Leukemia pathogenesis

These concepts are relevant to the pathogenesis of lymphoid and non-lymphoid hematopoietic neoplasia.

  • Myeloid neoplasia: The syndromes of myeloid (non-lymphoid) hematopoietic neoplasia, though variable in their manifestion and clinical course, are all clonal diseases that arise from neoplastic transformation of a hematopoietic stem cell (HSC) (see figure). Somatic mutations in a HSC can result in an expanding clone of progeny that are not subject to normal regulation of cell death, proliferation and/or maturation. When the cells do not undergo normal cell death and accumulate, chronic leukemia is the expected result. If the cells proliferate, acute leukemia is usually the result. The proliferation occurs at the expense of normal hematopoiesis, leading to deficiencies of normal mature cells (which often manifests as cytopenias in peripheral blood). These cytopenias are a useful clue in differentiating acute leukemia (where they are an expected finding) and lymphoma (minimal or mild cytopenias are expected, since marrow infiltrates are usually not extensive and normal hematopoiesis continues to occur, despite any infiltrates). When the clone matures abnormally, myelodysplastic syndrome is the expected result, with associated cytopenias (from increased intramedullary cell death of the abnormal cells). Thus, depending on the mutation or combination of mutations, the disease can be expressed as ineffective dysplastic hematopoiesis (the myelodysplastic syndromes or MDS in which there are too many hematopoietic cells with abnormal features), proliferation of immature precursors (the acute myeloid leukemias [AML]), or accumulation of differentiated cells (chronic myeloid leukemias). Both MDS and chronic myeloid leukemia can progress to AML.

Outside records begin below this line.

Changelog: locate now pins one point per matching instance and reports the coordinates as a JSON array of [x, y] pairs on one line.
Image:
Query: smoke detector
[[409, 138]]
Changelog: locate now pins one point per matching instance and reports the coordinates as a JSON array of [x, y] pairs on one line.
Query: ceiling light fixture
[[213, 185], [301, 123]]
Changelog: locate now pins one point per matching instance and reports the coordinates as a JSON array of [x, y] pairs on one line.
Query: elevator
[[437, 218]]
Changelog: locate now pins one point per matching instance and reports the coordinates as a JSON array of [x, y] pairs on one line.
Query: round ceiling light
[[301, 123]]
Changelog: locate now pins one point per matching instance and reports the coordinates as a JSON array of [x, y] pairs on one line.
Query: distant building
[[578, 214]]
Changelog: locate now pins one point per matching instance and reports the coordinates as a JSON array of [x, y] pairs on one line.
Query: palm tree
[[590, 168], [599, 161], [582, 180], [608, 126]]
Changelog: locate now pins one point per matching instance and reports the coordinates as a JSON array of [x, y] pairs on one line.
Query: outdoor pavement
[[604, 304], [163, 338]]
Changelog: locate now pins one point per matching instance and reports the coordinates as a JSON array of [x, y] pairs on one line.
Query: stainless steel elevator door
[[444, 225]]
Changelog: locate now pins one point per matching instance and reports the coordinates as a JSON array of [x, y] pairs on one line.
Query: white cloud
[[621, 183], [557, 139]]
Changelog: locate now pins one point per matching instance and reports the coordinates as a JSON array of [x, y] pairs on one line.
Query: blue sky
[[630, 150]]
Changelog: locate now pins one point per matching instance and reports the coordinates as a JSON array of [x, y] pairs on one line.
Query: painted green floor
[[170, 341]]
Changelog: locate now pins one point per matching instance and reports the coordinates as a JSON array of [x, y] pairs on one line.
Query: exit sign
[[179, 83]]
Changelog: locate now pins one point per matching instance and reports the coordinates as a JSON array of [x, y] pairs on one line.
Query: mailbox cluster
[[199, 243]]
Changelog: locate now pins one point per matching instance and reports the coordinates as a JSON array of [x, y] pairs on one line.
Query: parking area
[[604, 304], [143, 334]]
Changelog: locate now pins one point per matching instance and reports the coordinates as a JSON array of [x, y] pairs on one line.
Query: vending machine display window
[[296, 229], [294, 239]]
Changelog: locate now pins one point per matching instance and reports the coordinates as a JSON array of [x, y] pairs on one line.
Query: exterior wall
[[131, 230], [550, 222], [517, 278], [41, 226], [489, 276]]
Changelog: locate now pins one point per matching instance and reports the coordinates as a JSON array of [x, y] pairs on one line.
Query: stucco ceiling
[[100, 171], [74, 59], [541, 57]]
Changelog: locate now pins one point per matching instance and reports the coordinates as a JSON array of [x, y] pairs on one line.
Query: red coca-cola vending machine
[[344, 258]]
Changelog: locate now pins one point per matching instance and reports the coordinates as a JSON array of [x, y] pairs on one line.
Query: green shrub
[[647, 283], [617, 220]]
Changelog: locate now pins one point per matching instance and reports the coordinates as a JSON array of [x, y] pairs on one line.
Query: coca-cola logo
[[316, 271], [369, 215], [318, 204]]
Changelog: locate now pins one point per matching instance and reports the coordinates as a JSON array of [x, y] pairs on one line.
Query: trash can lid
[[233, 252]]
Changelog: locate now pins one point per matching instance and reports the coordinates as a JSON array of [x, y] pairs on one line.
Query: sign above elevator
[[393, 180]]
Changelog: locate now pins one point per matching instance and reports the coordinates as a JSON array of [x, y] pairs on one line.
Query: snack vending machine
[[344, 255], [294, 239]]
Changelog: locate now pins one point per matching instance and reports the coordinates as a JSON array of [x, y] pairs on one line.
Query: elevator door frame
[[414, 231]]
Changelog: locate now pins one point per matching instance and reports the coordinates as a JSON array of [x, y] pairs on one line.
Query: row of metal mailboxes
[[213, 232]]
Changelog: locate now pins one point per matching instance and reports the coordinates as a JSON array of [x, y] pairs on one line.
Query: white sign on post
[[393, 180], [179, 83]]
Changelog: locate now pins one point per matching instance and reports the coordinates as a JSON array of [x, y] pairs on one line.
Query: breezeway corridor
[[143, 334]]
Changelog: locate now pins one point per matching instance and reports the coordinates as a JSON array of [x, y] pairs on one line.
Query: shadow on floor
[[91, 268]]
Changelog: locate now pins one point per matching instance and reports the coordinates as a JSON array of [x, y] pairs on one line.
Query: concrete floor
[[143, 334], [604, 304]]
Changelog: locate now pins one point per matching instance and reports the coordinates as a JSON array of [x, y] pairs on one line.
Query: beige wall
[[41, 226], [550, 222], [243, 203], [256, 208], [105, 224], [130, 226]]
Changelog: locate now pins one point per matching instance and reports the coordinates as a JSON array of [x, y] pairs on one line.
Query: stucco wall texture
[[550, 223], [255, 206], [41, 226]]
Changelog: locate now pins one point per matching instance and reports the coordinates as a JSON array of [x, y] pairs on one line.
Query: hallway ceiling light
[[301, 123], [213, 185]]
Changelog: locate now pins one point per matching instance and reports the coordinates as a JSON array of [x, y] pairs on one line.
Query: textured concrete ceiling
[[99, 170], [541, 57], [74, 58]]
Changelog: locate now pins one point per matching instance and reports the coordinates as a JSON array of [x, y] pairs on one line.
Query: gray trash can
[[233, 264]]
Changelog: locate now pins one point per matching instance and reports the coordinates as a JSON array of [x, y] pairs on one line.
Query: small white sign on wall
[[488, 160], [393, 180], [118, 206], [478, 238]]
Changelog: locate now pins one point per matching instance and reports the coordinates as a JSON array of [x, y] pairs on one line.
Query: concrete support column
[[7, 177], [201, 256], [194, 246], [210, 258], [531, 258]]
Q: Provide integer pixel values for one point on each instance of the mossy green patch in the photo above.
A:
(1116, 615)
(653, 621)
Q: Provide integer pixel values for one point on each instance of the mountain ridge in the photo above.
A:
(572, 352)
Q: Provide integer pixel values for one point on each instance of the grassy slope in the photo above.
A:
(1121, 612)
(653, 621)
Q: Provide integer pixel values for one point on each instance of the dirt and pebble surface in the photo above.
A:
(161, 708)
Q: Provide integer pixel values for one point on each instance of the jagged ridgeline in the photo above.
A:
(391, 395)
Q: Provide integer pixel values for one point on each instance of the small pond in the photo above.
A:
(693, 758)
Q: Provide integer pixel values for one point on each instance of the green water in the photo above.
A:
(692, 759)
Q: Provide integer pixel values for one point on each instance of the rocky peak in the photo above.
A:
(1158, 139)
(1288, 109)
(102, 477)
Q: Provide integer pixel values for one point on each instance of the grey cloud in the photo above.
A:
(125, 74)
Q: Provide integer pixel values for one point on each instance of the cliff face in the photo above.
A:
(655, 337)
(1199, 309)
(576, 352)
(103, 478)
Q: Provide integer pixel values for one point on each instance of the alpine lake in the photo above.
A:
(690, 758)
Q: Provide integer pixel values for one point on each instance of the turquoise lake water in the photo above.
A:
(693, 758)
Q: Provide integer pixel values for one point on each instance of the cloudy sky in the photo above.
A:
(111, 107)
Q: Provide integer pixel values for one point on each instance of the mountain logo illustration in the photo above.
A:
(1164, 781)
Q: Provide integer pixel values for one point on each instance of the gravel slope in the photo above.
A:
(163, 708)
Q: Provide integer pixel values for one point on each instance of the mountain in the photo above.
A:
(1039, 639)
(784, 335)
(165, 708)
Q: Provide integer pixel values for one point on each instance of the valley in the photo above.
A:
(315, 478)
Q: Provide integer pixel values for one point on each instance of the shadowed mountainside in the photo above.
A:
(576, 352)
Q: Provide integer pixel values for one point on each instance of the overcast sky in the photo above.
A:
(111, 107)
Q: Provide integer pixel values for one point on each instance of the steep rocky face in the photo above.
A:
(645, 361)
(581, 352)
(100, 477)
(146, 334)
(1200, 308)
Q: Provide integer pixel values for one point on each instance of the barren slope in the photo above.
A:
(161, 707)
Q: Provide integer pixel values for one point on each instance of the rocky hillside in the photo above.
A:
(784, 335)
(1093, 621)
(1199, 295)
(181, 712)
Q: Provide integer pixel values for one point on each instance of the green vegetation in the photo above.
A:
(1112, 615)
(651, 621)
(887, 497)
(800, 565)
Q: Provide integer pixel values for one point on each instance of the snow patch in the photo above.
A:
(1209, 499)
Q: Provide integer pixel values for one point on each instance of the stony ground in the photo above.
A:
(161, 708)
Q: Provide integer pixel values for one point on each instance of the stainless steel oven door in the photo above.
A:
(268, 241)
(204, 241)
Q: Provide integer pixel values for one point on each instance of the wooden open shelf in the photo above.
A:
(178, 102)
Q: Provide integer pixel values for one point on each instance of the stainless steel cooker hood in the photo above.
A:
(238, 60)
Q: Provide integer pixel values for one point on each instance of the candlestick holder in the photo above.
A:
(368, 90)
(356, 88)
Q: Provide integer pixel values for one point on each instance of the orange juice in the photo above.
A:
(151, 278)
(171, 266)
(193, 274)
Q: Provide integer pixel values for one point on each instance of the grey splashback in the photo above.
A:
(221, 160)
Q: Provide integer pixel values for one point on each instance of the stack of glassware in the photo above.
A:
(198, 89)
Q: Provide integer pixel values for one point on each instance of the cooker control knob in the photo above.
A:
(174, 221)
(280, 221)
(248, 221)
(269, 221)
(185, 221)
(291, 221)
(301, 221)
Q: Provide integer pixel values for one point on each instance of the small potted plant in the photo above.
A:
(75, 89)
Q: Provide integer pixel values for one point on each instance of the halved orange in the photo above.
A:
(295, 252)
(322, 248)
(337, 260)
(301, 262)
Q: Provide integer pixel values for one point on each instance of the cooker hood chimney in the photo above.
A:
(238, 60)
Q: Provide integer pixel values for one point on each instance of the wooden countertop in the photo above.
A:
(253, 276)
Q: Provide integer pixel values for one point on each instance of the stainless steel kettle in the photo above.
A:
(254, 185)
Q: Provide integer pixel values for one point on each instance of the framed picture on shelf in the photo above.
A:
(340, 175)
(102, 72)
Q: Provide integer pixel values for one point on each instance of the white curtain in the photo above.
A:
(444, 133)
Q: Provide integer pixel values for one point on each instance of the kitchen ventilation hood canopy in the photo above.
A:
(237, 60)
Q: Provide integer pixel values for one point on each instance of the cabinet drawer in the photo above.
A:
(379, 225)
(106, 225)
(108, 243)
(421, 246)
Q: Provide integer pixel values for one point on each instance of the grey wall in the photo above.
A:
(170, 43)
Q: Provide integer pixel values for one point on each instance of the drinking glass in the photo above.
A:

  • Lymphoid neoplasia: The syndromes of lymphoid neoplasia are also clonal and evolve from cells at any stage of lymphocyte ontogeny. The lymphomas are clonal proliferations of lymphocytes (T, B or natural killer cells) that arise in extramedullary tissue from anatomic compartments (e.g., follicle center, mantle zone, paracortical zone, etc.) of the lymph node or extranodal lymphoid tissue (spleen, liver, gastrointestinal tract, etc.). The cells of different lymphomas (large cell, small cell, mantle zone, marginal zone) share many features with their normal counterparts, which can influence the distribution, behavior, morphologic characteristics, and immunophenotypic profile of a given lymphoma population. However, lymphoma cells are rarely exact replicas of normal counterparts, i.e. they may express aberrant markers. The acute lymphoid leukemias usually arise in marrow from cells at the earliest stages of lymphoid maturation (early T cells or pre-B cells) and can resemble blasts, although they can also mimic small or intermediate lymphocytes. In contrast, the chronic lymphoid leukemias arise in extramedullary tissue (particularly the spleen) from cells at later stages of maturation, which are readily recognized as lymphocytes. The concept that lymphomas and lymphoid leukemia are clonal neoplasms has direct relevance to diagnosis. Recognition, either by morphologic features or immunophenotype, that the lymphoid cells in blood or an enlarged lymph node or other infiltrated tissue are of one type is a key part of the diagnosis of lymphoma or lymphoid leukemia. Indeed, we can now confirm that a lymphoid neoplasm is clonal by PCR-based tests.